Let $f\in C^2[a,b]$ be a twice continuously differentiable function on a closed bounded interval $[a,b]$. Let $$T_n(f):=\frac {b-a}{2n} \left (f(a)+f(b)+2\sum_{j=1}^{n-1} f\left(a+j\frac{b-a}{n}\right)\right),\quad\forall n\ge 1.$$
Then, how to prove that $\displaystyle\lim_{n\to \infty} \left(\frac{n}{b-a}\right)^2 \left(\int_a^b f(t)\,dt - T_n(f) \right)=\frac1{12} (f'(a)-f'(b))$ ?
Notice that $T_n(f)$ is the composite Trapezoidal rule with $n$ many partitions.
One may take the exact form of Euler–Maclaurin summation formula for the idea. In our case, it reads $$T_n(f)=\int_a^b f(x)\,dx+\frac{1}{12}\left(\frac{b-a}{n}\right)^2\big(f'(b)-f'(a)-R_n(f)\big),\\R_n(f)=6\int_a^b f''(x)P_2\left(n\frac{x-a}{b-a}\right)dx,$$ where $P_2(x)=B_2(\{x\})$ and $B_2(x)=x^2-x+1/6$ is the second Bernoulli polynomial (and $\{x\}$ stands for the fractional part of $x$: $\{x\}=x-\lfloor x\rfloor$).
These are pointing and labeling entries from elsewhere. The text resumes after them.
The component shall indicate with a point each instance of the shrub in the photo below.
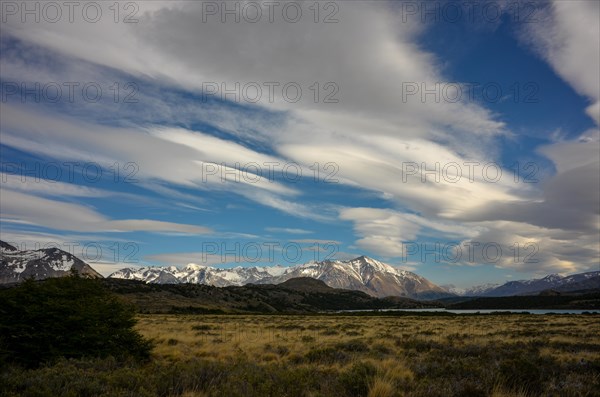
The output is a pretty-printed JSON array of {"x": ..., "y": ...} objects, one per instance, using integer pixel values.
[
  {"x": 357, "y": 378},
  {"x": 69, "y": 317}
]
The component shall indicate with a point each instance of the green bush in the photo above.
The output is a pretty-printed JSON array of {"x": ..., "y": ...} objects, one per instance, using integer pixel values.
[{"x": 69, "y": 317}]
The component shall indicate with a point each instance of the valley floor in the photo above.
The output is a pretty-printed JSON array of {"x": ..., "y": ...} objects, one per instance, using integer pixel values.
[{"x": 339, "y": 355}]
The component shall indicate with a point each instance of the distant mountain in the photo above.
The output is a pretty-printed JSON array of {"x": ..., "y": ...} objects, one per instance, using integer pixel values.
[
  {"x": 552, "y": 281},
  {"x": 16, "y": 265},
  {"x": 361, "y": 274},
  {"x": 472, "y": 291},
  {"x": 296, "y": 295}
]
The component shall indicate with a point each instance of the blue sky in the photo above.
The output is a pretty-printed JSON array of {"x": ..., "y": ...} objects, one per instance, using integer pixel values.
[{"x": 163, "y": 153}]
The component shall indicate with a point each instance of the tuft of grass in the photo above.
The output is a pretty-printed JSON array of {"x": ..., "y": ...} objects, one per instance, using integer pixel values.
[{"x": 381, "y": 387}]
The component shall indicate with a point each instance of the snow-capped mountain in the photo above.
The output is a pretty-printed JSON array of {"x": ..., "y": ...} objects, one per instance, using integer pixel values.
[
  {"x": 362, "y": 274},
  {"x": 16, "y": 265},
  {"x": 198, "y": 274}
]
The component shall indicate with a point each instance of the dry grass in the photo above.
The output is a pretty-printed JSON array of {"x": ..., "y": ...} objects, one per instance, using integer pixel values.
[{"x": 343, "y": 355}]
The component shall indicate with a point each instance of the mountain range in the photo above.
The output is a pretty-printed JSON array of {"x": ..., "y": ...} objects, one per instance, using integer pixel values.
[
  {"x": 363, "y": 274},
  {"x": 574, "y": 282},
  {"x": 17, "y": 265},
  {"x": 360, "y": 274}
]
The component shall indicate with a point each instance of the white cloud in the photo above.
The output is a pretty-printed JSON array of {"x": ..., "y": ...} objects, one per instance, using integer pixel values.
[
  {"x": 61, "y": 215},
  {"x": 568, "y": 37},
  {"x": 287, "y": 230}
]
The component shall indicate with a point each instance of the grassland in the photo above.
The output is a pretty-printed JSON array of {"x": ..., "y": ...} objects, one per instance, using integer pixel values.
[{"x": 339, "y": 355}]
See the article for a proof. With $h_n=(b-a)/n$, we have $$R_n(f)=6\sum_{k=1}^n\int_{a+(k-1)h_n}^{a+kh_n}\big(f''(x)-f''(a+kh_n)\big)P_2\big((x-a)/h_n\big)\,dx$$ since $\int_{a+(k-1)h_n}^{a+kh_n}P_2\big((x-a)/h_n\big)\,dx=0$.
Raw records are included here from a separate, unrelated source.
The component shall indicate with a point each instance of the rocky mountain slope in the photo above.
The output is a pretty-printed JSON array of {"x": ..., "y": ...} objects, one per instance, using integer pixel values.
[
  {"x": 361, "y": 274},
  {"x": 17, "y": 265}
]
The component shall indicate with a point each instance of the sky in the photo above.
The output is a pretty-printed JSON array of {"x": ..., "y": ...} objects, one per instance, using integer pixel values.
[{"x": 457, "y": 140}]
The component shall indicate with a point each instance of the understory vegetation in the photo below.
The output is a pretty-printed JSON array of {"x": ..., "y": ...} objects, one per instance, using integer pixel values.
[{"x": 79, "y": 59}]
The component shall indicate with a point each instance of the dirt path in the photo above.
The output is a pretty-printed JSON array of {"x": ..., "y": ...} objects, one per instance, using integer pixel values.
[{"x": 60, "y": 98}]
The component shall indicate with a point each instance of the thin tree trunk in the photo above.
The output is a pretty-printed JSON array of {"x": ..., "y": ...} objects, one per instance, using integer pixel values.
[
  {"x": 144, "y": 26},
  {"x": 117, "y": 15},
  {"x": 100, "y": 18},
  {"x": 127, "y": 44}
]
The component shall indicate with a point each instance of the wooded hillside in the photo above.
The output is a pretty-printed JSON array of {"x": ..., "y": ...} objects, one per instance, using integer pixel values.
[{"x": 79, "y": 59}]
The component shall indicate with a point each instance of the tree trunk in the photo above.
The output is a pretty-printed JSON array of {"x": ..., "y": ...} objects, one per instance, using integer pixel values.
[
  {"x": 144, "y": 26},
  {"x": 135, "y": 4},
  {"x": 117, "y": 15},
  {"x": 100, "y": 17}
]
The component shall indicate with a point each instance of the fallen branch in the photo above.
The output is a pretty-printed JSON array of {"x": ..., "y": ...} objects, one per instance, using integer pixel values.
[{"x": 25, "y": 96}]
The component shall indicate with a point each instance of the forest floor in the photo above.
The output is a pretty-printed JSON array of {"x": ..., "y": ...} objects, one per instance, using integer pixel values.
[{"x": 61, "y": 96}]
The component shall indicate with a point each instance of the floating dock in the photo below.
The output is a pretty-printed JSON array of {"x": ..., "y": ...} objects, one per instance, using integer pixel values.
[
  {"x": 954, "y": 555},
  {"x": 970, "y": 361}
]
Now, to prove the needed $\lim_{n\to\infty}R_n(f)=0$, we use the uniform continuity of $f''$ on $[a,b]$. Let $\epsilon>0$ be arbitrary. There is $\delta>0$ such that $|f''(x)-f''(y)|<\epsilon/(b-a)$ for $x,y\in[a,b]$ with $|x-y|<\delta$. Then, for any $n>(b-a)/\delta$, we get $h_n<\delta$ and $|f''(x)-f''(a+kh_n)|<\epsilon/(b-a)$ for $x\in[a+(k-1)h_n,a+kh_n]$; with $|P_2(\cdot)|\leqslant 1/6$, this gives $|R_n(f)|<\epsilon$.